3.2 Survival rate and timing of placement of implants
As reported in literature, failure rates for CMF implants reveal an overall risk of 5.5%2. However, earlier studies report a wide variety of survival rates for CMF implants. This wide variation can be explained by differences in treatment techniques, used implant types, duration of follow-up, patient factors and criteria for implant success2,6. Implant survival is reported to be site-specific, and among others, related to associated stress distribution, irradiation dose and fractionation5,54,55. However, no clear relationship between radiation treatment and implant survival is established in literature2,6,56. Furthermore, many aspects in relation to oncology therapy remain controversial, such as favorable time of placement and the role of hyperbaric oxygen in case radiation therapy is applied2.

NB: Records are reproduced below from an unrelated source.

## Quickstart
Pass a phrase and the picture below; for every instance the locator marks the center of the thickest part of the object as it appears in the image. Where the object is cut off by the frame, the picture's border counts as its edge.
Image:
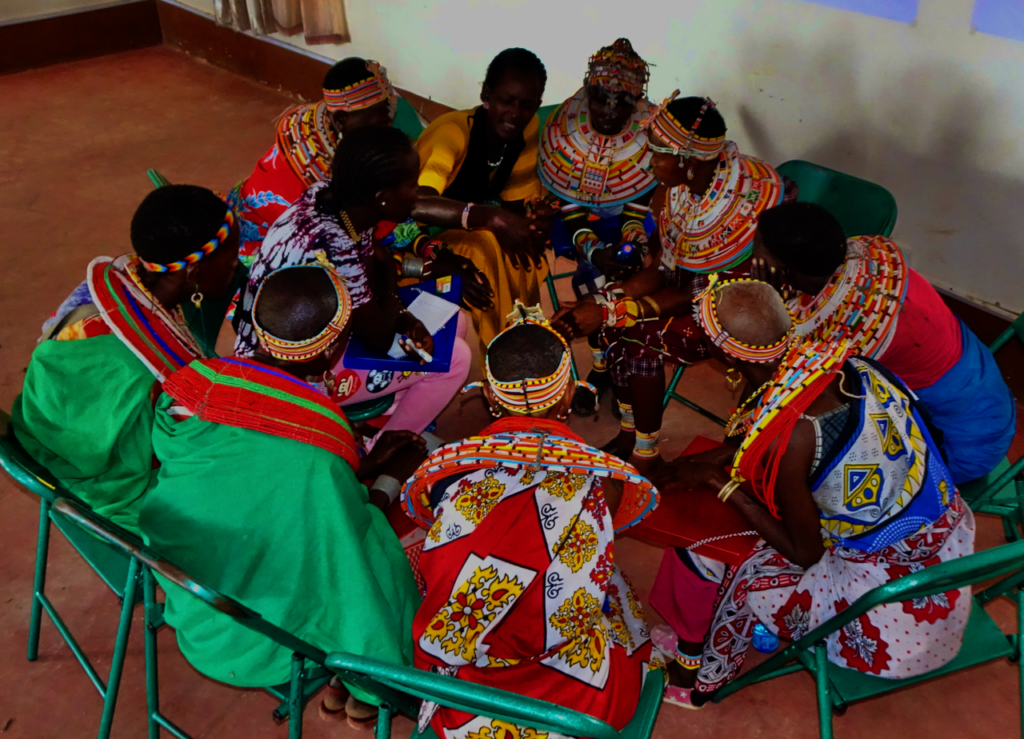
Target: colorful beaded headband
(531, 394)
(307, 349)
(361, 94)
(616, 68)
(707, 313)
(203, 251)
(683, 141)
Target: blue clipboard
(358, 357)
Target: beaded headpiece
(682, 140)
(364, 93)
(206, 249)
(530, 394)
(707, 312)
(619, 68)
(307, 349)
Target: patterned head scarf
(707, 313)
(529, 395)
(619, 68)
(359, 95)
(307, 349)
(683, 141)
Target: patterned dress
(888, 508)
(295, 238)
(522, 592)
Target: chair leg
(823, 688)
(120, 646)
(296, 699)
(384, 714)
(39, 581)
(152, 671)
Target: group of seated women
(864, 402)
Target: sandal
(332, 706)
(361, 716)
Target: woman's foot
(360, 715)
(332, 707)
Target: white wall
(928, 110)
(20, 10)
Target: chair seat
(369, 408)
(640, 726)
(1005, 497)
(982, 642)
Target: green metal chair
(384, 680)
(983, 641)
(308, 672)
(861, 207)
(1000, 492)
(120, 572)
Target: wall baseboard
(79, 36)
(284, 69)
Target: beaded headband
(707, 313)
(363, 94)
(530, 394)
(616, 68)
(307, 349)
(206, 249)
(683, 141)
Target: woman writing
(845, 485)
(478, 179)
(374, 179)
(704, 215)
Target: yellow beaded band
(307, 349)
(707, 313)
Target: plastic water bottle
(764, 641)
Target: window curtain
(321, 22)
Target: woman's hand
(515, 236)
(579, 319)
(393, 452)
(476, 290)
(418, 335)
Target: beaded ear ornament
(617, 68)
(307, 349)
(707, 314)
(364, 93)
(683, 141)
(206, 249)
(530, 394)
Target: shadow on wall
(960, 226)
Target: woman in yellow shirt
(478, 179)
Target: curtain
(321, 22)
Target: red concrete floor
(75, 142)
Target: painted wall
(18, 10)
(929, 110)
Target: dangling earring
(329, 383)
(734, 379)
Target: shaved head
(296, 304)
(752, 312)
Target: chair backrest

Some studies suggest that pre- and postoperative HBO therapy may improve the eventual success rate of endosseous implants57,58. The studies indicate that there is some benefit in revitalizing the bone through improvement of the tissue oxygen level, thereby increasing collagen synthesis, neovascularization and activation of osteoblasts and osteoclasts in irradiated tissue59. However, results from recent meta-analyses comparing implant survival of dental implants placed in irradiated fields ‘with and without’ the use of HBO showed no statistically significant difference2,60. Careful indication and surgery are required for patients who were exposed to radiotherapy.
Another controversial issue in literature is the influence of timing of placement of CMF implants. A systematic review on the effects of pre- versus post-implantation irradiation therapy on dental implant failure could not establish a significant difference in survival rate61,62.